Pedido 112907, realizado el 31 de julio de 2026.
Realicé un pedido de una maleta en la tienda online Maletas Greenwich confiando en la información que aparece directamente en la página del producto, donde se indica claramente: “Envíos en España entre 24-72h laborales”.
Realicé el pedido con una semana de antelación a un viaje, precisamente teniendo en cuenta dicho plazo de entrega.
Además, durante el proceso de compra, el coste del envío no se me mostró antes de efectuar el pago. Solo pude ver que se me habían cobrado 6,99 € de gastos de envío una vez realizado el pago. El importe total abonado por el pedido fue de 53,74 €.
Dos o tres días después de efectuar el pedido, Maletas Greenwich se puso en contacto conmigo para comunicarme que la maleta no estaba disponible en el color que yo había comprado y me ofreció otro color. Acepté el cambio y, en ese mismo momento, pregunté expresamente si el pedido sería entregado antes del 7 de agosto. La empresa no respondió a esta pregunta ni me informó de que no pudiera garantizar la entrega antes de esa fecha.
Posteriormente, al comprobar que seguía sin recibir el pedido, volví a ponerme en contacto con la empresa para preguntar dónde estaba mi maleta y les expliqué expresamente que la necesitaba para un viaje y que me marchaba el 7 de agosto.
A pesar de ello, la maleta fue entregada ocho días después de haber realizado el pedido, cuando yo ya me encontraba de viaje. Al no disponer de la maleta para el viaje para el que la había comprado, tuve que adquirir otra, por lo que el producto de Maletas Greenwich dejó de serme necesario.
Me puse en contacto con la empresa solicitando la devolución del producto sin coste para mí, puesto que la necesidad de devolverlo deriva precisamente del retraso en la entrega.
La empresa se niega a asumir los gastos de devolución y pretende descontármelos del importe a reembolsar.
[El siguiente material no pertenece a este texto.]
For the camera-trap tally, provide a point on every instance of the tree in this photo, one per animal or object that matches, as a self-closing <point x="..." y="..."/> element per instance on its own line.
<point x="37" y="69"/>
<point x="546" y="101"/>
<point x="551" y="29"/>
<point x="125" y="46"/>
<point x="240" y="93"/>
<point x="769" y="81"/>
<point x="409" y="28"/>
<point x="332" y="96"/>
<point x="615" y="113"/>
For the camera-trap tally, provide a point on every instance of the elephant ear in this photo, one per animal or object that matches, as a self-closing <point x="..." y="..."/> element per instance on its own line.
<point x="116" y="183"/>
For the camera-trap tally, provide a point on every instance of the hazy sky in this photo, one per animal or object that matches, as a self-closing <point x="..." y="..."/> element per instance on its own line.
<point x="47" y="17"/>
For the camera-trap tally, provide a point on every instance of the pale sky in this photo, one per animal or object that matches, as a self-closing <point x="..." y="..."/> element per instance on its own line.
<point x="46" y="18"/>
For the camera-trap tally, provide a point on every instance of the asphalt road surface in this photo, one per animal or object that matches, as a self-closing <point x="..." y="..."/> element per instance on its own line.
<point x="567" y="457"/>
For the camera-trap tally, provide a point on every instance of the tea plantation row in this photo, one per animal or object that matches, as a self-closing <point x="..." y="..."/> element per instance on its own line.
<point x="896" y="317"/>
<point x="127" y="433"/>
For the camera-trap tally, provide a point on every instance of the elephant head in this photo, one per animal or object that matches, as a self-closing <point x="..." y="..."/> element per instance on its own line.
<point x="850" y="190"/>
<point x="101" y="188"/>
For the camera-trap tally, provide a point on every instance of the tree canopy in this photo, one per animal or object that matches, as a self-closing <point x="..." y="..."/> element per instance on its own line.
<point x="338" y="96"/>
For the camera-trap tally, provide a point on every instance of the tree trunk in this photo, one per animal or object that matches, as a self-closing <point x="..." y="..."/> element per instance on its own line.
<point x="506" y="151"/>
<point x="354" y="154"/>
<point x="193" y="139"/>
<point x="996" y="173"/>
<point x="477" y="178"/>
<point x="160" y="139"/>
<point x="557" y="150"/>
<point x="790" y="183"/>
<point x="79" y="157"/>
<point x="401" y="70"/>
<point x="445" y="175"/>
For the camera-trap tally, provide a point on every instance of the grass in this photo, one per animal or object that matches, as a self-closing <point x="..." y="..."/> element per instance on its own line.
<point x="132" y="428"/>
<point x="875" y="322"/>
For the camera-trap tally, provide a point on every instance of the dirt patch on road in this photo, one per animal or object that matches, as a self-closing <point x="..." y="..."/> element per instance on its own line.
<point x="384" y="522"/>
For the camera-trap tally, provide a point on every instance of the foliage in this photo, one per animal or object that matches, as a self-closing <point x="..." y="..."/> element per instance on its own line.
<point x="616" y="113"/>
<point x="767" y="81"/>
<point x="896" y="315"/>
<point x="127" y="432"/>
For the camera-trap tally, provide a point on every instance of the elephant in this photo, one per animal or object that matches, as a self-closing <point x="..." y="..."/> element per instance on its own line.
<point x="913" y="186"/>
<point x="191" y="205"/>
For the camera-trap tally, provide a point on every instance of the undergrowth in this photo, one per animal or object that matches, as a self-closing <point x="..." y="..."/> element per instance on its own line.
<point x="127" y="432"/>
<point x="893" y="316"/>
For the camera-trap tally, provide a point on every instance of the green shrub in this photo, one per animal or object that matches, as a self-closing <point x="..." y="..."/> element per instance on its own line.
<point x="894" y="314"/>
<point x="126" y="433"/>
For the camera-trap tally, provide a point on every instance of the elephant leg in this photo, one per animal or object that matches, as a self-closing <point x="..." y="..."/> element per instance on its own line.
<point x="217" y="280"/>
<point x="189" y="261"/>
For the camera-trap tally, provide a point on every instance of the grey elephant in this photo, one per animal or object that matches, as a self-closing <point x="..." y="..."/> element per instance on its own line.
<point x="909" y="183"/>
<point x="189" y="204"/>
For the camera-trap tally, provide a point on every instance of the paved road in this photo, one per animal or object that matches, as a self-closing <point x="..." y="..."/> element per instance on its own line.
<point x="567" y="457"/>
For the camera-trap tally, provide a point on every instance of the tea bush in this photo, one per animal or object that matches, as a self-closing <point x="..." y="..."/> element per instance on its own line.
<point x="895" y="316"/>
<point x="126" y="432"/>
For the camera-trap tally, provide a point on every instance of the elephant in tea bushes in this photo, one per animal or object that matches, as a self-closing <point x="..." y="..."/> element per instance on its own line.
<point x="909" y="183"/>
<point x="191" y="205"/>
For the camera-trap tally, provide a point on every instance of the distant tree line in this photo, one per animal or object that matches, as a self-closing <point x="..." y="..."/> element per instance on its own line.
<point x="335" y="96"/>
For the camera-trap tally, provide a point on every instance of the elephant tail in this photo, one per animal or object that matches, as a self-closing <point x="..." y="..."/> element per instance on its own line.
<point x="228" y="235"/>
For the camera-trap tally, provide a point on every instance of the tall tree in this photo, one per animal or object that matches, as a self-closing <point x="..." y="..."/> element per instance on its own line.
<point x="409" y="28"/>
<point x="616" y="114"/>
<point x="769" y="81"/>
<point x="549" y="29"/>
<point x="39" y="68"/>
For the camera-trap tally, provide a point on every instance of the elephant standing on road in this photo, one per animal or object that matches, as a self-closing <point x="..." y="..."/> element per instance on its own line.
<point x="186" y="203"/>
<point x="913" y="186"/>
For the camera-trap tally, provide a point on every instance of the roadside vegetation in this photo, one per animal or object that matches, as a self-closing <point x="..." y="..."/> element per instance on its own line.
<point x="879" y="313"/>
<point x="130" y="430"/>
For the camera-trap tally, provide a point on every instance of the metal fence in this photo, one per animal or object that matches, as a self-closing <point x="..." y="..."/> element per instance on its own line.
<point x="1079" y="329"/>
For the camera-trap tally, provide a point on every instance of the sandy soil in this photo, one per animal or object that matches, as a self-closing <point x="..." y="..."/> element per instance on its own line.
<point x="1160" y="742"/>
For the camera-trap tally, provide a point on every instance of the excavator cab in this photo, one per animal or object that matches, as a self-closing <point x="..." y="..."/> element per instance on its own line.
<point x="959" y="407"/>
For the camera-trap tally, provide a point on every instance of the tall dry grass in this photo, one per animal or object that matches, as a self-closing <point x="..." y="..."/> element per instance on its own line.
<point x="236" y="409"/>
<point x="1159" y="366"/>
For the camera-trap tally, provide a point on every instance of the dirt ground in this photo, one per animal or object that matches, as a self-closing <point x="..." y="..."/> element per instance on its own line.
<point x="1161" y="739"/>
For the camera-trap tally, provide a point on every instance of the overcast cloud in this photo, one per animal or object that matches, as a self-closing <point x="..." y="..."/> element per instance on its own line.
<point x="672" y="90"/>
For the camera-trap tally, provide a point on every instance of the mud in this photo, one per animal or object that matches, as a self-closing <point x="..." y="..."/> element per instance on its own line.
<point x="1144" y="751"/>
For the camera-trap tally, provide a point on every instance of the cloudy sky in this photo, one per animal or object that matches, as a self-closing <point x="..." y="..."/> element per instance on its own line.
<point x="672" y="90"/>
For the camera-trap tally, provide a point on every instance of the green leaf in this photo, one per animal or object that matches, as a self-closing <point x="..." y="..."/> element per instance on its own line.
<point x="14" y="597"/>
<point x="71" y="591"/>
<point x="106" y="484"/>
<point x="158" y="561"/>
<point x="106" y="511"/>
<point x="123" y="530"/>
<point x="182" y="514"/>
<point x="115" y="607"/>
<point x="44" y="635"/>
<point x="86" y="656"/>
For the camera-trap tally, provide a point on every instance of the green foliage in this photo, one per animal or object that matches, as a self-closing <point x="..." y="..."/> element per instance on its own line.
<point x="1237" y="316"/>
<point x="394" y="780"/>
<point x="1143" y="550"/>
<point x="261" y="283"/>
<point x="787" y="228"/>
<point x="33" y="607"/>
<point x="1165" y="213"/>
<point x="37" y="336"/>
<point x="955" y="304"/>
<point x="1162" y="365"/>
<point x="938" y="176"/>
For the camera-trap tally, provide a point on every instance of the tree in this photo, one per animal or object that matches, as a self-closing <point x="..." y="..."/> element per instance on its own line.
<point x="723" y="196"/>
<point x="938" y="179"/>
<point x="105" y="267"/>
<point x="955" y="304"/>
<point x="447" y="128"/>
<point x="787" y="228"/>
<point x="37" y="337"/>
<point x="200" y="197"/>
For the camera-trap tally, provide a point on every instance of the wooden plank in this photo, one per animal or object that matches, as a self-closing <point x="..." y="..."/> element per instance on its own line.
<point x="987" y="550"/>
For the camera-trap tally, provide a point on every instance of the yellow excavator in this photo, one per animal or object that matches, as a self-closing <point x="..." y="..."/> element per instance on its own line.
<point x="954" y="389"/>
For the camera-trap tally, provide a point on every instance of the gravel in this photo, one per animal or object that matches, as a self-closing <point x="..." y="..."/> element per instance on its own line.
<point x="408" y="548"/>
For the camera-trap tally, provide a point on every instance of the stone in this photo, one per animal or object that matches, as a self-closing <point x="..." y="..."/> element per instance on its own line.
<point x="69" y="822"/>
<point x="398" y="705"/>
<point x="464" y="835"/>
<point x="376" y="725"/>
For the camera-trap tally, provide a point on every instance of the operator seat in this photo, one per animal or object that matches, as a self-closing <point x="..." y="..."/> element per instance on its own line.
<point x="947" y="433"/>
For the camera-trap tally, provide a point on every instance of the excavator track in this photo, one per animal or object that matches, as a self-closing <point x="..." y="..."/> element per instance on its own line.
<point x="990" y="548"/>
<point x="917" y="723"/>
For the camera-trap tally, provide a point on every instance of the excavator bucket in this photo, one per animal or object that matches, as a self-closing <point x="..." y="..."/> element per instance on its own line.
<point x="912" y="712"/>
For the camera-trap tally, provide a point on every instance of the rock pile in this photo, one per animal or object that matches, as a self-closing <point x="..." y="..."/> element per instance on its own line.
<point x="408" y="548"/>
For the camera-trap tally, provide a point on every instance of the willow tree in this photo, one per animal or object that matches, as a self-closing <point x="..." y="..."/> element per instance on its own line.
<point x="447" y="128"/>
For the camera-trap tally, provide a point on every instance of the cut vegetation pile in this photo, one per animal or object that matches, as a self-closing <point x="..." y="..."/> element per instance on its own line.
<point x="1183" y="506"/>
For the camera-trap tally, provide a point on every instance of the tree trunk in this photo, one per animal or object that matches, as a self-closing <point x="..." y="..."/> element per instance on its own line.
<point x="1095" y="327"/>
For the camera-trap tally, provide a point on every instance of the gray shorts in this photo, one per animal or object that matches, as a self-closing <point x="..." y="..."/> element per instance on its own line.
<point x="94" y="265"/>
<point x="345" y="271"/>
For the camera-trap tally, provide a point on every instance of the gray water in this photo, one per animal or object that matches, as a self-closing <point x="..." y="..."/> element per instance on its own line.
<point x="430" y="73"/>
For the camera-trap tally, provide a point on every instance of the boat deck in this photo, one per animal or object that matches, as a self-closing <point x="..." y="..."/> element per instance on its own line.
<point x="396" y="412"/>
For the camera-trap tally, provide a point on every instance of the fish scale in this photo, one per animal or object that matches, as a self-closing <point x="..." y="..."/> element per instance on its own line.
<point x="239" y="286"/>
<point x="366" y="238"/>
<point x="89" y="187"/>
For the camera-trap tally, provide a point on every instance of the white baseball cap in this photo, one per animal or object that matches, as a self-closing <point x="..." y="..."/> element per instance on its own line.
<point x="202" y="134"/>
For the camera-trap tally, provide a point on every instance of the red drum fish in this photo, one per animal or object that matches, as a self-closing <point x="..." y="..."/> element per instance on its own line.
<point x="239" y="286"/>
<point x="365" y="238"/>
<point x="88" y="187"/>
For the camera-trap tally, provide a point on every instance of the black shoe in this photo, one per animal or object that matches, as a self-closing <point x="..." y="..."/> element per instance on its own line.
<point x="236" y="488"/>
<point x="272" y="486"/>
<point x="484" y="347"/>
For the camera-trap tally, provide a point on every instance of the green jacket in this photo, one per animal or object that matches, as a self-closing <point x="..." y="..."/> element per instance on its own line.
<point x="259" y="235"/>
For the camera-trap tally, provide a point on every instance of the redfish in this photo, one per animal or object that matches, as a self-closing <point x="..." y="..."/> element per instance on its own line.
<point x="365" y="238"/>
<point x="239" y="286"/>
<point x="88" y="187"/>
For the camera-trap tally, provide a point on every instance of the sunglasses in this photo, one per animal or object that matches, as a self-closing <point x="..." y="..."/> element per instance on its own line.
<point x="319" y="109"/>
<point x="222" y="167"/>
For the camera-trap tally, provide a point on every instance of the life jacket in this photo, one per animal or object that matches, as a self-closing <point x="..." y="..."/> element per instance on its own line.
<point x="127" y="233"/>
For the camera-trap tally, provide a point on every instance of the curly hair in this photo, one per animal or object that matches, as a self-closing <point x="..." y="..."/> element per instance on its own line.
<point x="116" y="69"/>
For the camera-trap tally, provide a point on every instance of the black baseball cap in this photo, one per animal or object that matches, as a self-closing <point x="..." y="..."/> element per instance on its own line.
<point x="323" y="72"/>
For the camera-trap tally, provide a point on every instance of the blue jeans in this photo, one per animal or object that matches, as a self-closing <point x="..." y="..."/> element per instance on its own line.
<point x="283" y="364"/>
Como justificación, me remite a su política de envíos, donde se establece que los plazos son estimados y pueden sufrir variaciones. También me ha indicado que, si no deseaba recibir el pedido, debería haber rechazado la entrega en el momento de la recepción.
No estoy de acuerdo con esta respuesta.
La información que Maletas Greenwich muestra directamente al consumidor en la página del producto es “Envíos en España entre 24-72h laborales”, sin indicar en ese mismo lugar que el plazo pueda prolongarse hasta 7-8 días. Como consumidora, tomé mi decisión de compra basándome razonablemente en la información que la propia empresa presenta de forma visible junto al producto.
Además, antes de la entrega pregunté expresamente a la empresa si el pedido llegaría antes del 7 de agosto y no obtuve respuesta. Posteriormente, al reclamar por la demora, les comuniqué expresamente que necesitaba la maleta para un viaje y que me marchaba el 7 de agosto.
Por tanto, antes de que se produjera la entrega, la empresa ya tenía conocimiento tanto de la fecha límite sobre la que yo había preguntado como del motivo por el que dicha fecha era importante. A pesar de ello, el pedido no fue entregado a tiempo.
Considero que no resulta razonable que se anuncie directamente en la página del producto un plazo de entrega de 24-72 horas laborales y que, cuando la entrega se produce ocho días después y el producto ha dejado de ser útil para la finalidad para la que fue adquirido, sea la consumidora quien tenga que asumir económicamente las consecuencias del retraso.
Asimismo, considero relevante que los gastos de envío iniciales no se mostraran antes de efectuar el pago, sino que solo pudiera conocer su importe una vez completada la compra.
SOLICITO que Maletas Greenwich gestione la devolución de la maleta sin coste para mí y me reembolse íntegramente los 53,74 € abonados, sin descontar ningún importe en concepto de gastos de devolución.
Adjunto documentación acreditativa de los hechos, incluyendo la captura de la página del producto en la que se anuncia el plazo de entrega de 24-72 horas laborales, la documentación relativa al pedido y la correspondencia mantenida con la empresa.